CPE is a measure developed by Scott Letendre and colleagues to rank how well drugs enter the brain, based on chemical properties, levels in cerebrospinal fluid (CSF) and other factors. The index was first published in 2006 and revised in 2010 to include newer antiretrovirals.

This analysis included 529 participants at two hospital clinics in Ontario. Again, most were men, two-thirds were white, the mean age was about 48 years, and the average education level was about 14 years. Patients were categorized according to whether they were taking suppressive ART, suboptimal ART, or no treatment. About half had a current CD4 count below 500 cells/mm3, but two-thirds had a CD4 nadir below 200 cells/mm3.

Using 2006 CPE scores, just under half of participants were taking regimens with high CNS penetration. Using 2010 scores, the proportion rose to 60%.

The researchers again lookedat global neuropsychological impairment and a number of domain-specific cognitive measures.


  • More than 50% of participants showed some degree of neuropsychological impairment.
  • Overall, there was no significant relationship between CPE score and neurocognitive outcomes using either the 2006 or 2010 criteria.
  • This remained the case after adjusting for demographics and disease-related factors.
  • Most individual tests and domains showed no difference, however:
    • 1 test (spatial span) showed significant improvement with higher CPE scores;
    • 1 test (digit-symbol test) showed significant worsening when using 2006 CPE scores.

Taken together, these studies indicate that cognitive impairment is a common problem among people with HIV. While ART is associated with improved functioning overall, specific drugs that enter the brain do not appear to make much difference. This finding adds support for the concept that the detrimental effects of HIV infection in the brain are related to inflammatory processes that can be triggered by even a small amount of virus.

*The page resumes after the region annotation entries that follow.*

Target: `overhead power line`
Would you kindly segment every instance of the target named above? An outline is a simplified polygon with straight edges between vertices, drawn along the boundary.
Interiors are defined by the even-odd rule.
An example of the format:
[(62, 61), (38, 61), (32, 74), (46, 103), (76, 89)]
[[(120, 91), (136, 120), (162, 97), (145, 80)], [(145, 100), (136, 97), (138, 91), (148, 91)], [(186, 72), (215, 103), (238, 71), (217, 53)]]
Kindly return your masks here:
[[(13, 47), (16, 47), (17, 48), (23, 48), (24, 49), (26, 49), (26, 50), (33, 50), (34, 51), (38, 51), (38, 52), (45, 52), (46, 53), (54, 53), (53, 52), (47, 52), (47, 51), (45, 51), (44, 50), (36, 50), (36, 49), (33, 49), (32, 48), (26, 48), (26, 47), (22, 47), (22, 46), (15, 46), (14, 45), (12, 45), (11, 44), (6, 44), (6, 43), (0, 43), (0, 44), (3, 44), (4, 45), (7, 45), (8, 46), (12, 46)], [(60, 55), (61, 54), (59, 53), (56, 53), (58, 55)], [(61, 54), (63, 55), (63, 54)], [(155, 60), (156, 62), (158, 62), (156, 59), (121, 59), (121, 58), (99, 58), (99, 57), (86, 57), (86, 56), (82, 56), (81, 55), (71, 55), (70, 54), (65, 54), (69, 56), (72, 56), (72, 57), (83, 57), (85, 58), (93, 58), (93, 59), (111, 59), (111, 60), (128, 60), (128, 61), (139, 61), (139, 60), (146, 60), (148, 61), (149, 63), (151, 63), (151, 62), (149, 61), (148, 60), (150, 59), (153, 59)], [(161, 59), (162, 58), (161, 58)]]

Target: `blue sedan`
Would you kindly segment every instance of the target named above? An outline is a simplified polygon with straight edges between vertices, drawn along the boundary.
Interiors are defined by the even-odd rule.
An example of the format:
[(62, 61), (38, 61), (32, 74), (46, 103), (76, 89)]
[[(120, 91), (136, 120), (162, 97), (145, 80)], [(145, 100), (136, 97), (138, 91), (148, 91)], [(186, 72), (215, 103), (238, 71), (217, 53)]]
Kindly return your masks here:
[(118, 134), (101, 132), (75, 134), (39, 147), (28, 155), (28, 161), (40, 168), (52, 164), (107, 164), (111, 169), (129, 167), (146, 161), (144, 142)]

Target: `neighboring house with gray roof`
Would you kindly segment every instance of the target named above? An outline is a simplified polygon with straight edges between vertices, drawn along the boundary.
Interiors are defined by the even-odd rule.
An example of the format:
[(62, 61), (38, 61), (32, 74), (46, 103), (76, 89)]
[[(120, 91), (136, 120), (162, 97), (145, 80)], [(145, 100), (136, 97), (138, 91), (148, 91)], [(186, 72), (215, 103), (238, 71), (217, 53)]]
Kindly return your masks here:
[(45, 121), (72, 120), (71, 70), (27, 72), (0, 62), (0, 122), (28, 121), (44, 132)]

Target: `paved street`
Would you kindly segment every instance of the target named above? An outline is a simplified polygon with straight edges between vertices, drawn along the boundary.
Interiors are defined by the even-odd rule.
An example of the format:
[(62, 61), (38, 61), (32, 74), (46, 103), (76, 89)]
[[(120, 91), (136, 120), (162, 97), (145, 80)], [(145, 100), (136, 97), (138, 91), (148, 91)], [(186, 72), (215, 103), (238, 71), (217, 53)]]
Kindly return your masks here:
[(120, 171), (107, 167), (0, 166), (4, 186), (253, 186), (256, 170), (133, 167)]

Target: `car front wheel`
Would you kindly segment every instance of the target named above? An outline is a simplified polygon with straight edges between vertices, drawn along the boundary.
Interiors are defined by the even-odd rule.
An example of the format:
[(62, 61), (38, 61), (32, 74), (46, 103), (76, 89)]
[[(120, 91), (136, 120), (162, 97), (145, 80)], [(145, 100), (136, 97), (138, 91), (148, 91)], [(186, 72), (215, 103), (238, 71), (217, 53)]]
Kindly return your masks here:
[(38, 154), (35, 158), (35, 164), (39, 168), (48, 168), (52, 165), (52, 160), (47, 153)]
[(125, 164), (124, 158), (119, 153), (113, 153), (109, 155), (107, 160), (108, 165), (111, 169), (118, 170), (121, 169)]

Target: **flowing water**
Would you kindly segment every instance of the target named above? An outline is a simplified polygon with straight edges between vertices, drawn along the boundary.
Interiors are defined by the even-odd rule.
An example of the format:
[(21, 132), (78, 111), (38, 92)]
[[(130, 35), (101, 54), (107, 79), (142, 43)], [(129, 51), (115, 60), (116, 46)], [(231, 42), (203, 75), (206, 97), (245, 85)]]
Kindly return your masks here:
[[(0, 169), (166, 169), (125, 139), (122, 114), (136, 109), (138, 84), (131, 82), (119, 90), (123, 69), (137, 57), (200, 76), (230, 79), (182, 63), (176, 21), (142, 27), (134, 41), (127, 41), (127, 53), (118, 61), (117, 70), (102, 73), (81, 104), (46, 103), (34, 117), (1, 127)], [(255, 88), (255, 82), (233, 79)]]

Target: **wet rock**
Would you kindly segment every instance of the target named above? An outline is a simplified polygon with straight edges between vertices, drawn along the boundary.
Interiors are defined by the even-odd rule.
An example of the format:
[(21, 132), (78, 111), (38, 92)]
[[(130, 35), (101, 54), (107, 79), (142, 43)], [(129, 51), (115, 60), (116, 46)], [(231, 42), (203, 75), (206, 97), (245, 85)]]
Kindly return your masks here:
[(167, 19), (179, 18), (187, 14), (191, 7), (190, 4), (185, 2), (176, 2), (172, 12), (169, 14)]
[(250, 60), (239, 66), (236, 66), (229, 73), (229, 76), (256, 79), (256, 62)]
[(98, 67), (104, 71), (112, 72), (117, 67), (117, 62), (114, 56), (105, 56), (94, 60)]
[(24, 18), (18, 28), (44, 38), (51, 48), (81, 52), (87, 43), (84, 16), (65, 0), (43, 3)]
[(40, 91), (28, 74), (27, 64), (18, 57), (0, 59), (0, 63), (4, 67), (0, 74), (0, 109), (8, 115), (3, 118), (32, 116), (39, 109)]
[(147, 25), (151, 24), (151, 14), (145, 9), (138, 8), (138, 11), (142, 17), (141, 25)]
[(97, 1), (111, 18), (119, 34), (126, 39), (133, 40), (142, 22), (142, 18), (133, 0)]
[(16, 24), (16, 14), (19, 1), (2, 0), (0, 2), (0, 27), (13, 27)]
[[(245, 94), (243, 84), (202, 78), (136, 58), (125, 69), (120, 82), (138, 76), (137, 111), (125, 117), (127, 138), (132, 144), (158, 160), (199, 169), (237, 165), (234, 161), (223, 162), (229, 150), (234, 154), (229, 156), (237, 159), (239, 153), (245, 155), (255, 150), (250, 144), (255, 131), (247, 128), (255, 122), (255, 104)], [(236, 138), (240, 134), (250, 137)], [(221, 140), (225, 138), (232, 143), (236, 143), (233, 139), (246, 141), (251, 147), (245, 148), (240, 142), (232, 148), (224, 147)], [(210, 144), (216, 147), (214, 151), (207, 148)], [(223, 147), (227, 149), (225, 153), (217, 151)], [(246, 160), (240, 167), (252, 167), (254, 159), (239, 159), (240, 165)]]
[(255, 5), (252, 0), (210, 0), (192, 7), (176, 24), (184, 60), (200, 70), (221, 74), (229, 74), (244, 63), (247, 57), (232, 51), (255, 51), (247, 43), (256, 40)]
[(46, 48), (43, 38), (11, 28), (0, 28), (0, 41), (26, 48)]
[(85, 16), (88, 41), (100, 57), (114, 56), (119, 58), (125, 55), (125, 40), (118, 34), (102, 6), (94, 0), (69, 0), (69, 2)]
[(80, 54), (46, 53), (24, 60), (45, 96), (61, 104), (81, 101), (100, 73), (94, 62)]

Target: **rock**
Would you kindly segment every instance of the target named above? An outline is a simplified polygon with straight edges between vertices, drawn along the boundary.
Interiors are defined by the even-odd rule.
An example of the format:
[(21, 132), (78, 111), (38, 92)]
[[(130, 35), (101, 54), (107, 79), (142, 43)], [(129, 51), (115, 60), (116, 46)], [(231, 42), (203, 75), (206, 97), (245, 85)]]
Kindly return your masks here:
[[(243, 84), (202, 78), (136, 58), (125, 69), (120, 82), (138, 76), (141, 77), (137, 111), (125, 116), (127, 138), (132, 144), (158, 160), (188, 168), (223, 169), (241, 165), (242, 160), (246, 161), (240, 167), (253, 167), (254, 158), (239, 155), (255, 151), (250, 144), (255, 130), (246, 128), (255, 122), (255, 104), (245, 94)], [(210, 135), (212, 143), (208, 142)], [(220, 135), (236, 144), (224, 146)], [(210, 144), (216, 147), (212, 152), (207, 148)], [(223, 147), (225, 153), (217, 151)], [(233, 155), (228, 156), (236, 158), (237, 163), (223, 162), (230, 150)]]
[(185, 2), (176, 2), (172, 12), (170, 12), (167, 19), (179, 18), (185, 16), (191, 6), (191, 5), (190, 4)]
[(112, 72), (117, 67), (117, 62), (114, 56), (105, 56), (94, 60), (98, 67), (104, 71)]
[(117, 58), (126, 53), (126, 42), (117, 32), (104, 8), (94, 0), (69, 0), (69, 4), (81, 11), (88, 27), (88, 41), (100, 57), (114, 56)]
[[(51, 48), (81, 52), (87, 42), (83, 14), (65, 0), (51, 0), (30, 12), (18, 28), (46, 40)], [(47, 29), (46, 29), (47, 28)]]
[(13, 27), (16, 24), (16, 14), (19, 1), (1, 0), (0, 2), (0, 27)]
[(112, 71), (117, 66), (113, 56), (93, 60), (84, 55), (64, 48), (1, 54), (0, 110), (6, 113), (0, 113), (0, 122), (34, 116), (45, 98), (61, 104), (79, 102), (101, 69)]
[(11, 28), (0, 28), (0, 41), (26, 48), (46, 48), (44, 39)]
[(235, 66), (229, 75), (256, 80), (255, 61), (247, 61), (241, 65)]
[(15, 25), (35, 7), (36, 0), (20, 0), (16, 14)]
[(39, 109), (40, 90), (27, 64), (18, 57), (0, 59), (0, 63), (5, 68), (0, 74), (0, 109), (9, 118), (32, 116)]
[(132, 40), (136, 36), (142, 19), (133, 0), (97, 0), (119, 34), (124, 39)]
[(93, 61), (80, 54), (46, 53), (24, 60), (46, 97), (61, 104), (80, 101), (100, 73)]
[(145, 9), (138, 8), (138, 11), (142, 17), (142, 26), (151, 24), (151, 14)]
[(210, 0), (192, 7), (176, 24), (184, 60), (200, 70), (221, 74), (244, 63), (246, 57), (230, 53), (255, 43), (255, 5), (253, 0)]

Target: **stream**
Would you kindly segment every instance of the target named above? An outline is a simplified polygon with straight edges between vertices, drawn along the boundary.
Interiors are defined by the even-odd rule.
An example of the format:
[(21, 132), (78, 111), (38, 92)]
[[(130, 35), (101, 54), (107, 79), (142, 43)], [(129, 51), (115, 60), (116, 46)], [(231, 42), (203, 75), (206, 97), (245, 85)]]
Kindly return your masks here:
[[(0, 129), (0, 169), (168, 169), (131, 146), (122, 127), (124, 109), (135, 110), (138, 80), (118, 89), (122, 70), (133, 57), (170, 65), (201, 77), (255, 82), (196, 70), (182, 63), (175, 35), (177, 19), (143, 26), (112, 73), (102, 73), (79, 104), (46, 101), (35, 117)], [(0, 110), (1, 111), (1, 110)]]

Balestra P et al. Prevalence and risk factors for HIV associated neurocognitive disorders (HAND), 1996 to 2010: results from an observational cohort. Sixth International AIDS Society Conference on HIV Pathogenesis, Treatment and Prevention, MOAB0103, Rome, 2011.

Rourke S et al. Examining the impact of CNS penetration effectiveness of combination antiretroviral treatment (cART) on neuropsychological outcomes in persons living with HIV: findings from the Ontario HIV Treatment Network (OHTN) cohort study. Sixth International AIDS Society Conference on HIV Pathogenesis, Treatment and Prevention, MOAB0104, Rome, 2011.